Tag Archives: facial feature analysis

VISAGE: Designing AI Artifacts for Dynamic Self-Presentation in Matching Platforms

Kwon, Soonjae, Gene Moo Lee, Dongwon Lee, Sung-Hyuk Park (2024) “VISAGE: Designing AI Artifacts for Dynamic Self-Presentation in Matching Platforms,” Working Paper.

  • Previous title: Learning Faces to Predict Matching Probability in an Online Dating Market
  • Presentations: DS (2021), AIMLBA (2021), WITS (2021), ICIS (2022)
  • Preliminary version in ICIS 2022 Proceedings
  • Based on an industry collaboration

Online matching platforms constrain users to static profiles, producing a mismatch between the idealized self a user presents and the heterogeneous preferences of potential partners. Drawing on self-discrepancy theory, we conceptualize this mismatch as an interpersonal gap between one’s presented self and what each partner desires to see, with AI serving as a mediator to help address it. Following the computational design science perspective, we propose VISAGE, an AI system comprising two artifacts grounded in distinct human-AI collaboration principles. The augmentation artifact selects optimal images from users’ existing assets, whereas the assemblage artifact generates new images tailored to individual partner preferences. Using large-scale operational data from a major online dating platform, we evaluate VISAGE at both the user and platform levels. At the user level, model-predicted ratings suggest that both artifacts improve attractiveness ratings. Relative effectiveness varies with partner-preference heterogeneity and user impression management skill, consistent with theoretical predictions from the human-AI collaboration literature. At the platform level, agent-based simulations suggest that VISAGE can enhance matching efficiency and reduce inequality in matching opportunities, although optimal deployment strategies depend on the platform’s recommendation algorithm.
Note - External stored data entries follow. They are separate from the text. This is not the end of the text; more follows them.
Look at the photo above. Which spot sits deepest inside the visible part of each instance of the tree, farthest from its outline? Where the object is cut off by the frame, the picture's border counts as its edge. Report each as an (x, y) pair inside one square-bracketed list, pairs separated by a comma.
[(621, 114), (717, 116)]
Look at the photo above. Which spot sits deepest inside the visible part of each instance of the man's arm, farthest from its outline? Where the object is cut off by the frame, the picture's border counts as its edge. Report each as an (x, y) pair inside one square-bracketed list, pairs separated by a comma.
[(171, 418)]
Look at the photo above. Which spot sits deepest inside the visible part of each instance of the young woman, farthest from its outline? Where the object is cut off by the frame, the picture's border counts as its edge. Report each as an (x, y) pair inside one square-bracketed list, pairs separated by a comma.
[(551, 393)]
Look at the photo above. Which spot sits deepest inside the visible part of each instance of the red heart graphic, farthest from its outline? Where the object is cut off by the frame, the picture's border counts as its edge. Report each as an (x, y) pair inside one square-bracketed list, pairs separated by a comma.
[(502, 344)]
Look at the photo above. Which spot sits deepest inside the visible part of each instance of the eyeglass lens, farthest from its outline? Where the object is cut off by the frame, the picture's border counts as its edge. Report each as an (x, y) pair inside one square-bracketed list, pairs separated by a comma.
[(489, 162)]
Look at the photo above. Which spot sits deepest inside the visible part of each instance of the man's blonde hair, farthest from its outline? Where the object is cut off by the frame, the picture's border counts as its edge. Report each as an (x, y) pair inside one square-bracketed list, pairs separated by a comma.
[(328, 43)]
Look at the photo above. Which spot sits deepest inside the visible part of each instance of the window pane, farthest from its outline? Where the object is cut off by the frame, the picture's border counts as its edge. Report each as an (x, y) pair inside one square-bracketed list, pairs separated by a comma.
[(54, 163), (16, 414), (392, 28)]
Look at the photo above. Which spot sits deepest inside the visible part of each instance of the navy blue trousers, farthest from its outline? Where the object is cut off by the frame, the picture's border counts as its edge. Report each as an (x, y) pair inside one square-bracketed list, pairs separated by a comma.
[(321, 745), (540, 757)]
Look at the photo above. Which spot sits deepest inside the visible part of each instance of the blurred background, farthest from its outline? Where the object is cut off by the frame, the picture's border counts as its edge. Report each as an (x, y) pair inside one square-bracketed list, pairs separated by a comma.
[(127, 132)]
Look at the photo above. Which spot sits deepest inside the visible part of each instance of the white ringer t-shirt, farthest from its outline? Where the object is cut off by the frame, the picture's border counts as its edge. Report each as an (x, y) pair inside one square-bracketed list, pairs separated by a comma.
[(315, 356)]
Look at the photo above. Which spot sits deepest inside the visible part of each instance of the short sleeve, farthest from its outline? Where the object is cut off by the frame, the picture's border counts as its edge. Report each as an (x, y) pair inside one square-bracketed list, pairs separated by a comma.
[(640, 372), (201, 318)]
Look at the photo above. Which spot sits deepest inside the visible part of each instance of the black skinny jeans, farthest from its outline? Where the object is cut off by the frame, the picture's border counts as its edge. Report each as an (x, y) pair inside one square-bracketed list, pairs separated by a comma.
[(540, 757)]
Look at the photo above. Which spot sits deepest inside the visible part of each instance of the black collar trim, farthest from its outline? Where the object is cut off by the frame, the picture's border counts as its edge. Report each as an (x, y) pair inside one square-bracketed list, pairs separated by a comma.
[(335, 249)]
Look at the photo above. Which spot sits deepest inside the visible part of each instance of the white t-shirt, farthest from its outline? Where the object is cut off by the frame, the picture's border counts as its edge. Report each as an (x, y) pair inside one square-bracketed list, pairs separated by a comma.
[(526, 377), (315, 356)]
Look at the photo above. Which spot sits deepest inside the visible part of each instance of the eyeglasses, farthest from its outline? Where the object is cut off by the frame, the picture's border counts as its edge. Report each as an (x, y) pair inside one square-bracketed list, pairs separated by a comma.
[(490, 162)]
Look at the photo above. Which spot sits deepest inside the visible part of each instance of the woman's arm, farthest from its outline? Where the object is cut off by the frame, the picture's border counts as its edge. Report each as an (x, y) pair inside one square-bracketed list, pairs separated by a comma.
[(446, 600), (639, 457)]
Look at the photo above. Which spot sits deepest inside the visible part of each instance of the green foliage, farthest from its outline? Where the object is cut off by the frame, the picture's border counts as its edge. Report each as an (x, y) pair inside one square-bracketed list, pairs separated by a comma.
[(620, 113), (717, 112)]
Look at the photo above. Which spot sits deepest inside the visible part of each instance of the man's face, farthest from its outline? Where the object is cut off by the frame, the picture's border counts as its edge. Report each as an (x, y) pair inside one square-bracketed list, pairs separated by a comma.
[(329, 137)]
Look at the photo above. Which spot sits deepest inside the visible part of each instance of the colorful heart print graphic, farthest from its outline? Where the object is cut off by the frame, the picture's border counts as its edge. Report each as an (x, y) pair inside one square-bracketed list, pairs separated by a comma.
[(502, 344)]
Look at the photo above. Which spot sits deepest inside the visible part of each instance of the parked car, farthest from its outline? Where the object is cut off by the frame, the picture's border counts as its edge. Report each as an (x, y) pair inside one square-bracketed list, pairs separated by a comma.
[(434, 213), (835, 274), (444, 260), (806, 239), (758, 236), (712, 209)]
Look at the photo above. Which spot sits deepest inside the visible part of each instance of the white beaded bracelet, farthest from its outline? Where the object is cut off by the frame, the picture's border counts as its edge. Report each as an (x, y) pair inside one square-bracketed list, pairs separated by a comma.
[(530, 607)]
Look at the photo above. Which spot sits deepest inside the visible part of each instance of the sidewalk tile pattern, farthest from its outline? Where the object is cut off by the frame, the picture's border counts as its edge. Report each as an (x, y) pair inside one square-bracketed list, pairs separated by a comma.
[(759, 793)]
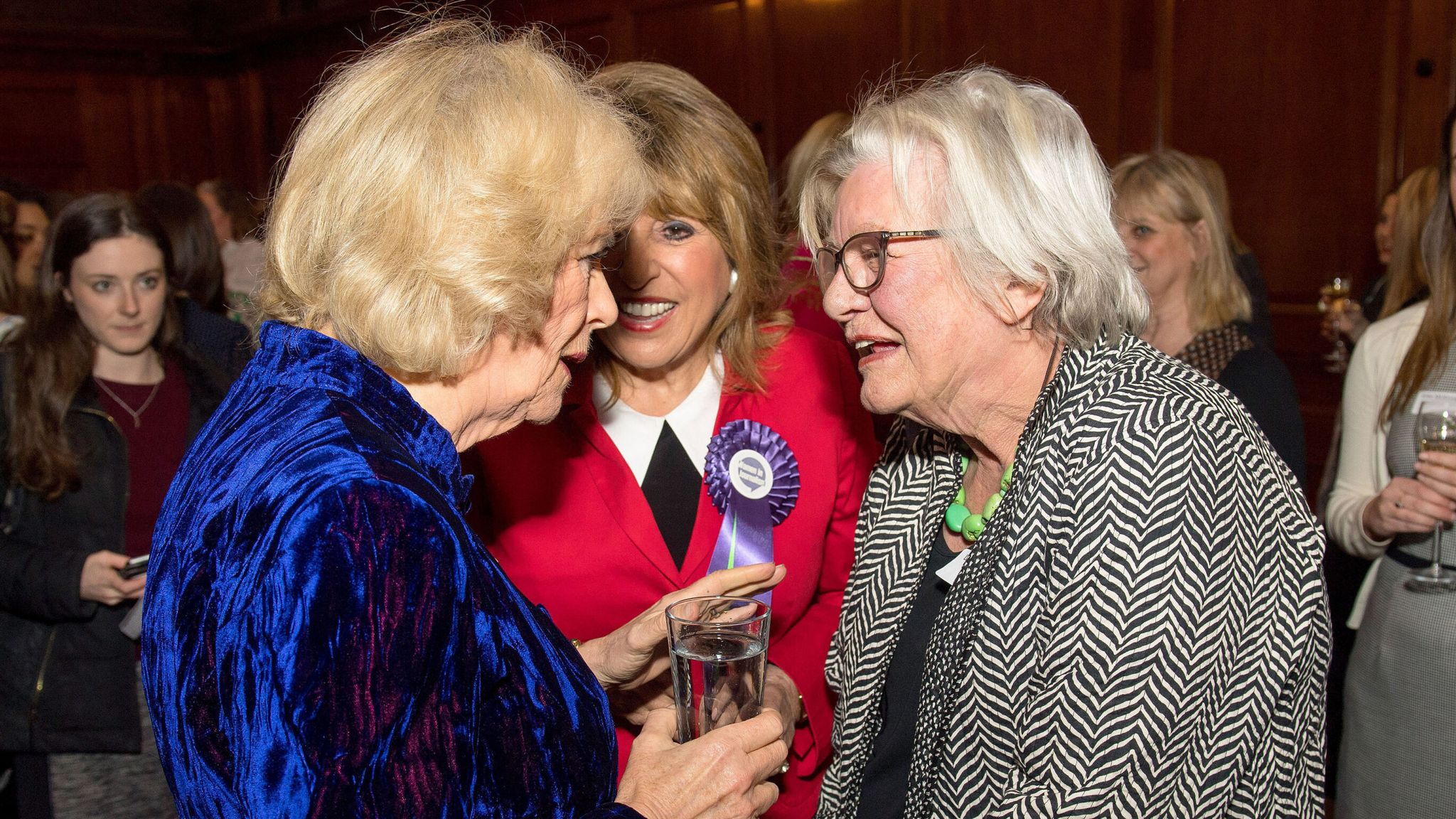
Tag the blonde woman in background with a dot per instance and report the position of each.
(1398, 755)
(804, 294)
(700, 347)
(1246, 264)
(235, 222)
(323, 634)
(1178, 245)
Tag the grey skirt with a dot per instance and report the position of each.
(1398, 756)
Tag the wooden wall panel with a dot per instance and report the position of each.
(1295, 123)
(108, 127)
(1312, 108)
(43, 139)
(811, 75)
(1075, 48)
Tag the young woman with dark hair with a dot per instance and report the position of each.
(91, 445)
(197, 272)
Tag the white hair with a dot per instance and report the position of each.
(1019, 191)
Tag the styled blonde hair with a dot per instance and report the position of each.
(1022, 196)
(436, 187)
(1172, 187)
(1407, 276)
(705, 165)
(1219, 193)
(811, 146)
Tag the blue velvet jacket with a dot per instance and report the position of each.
(323, 636)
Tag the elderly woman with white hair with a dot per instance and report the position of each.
(323, 634)
(1085, 583)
The theoretical contribution of this study is to foreground the interpersonal gap as a key source of matching inefficiency and to illustrate how AI can address it at scale. The design contribution lies in actionable design knowledge, including when to deploy augmentation versus assemblage artifacts based on user and partner characteristics and how to align user-facing AI features with backend algorithmic infrastructure.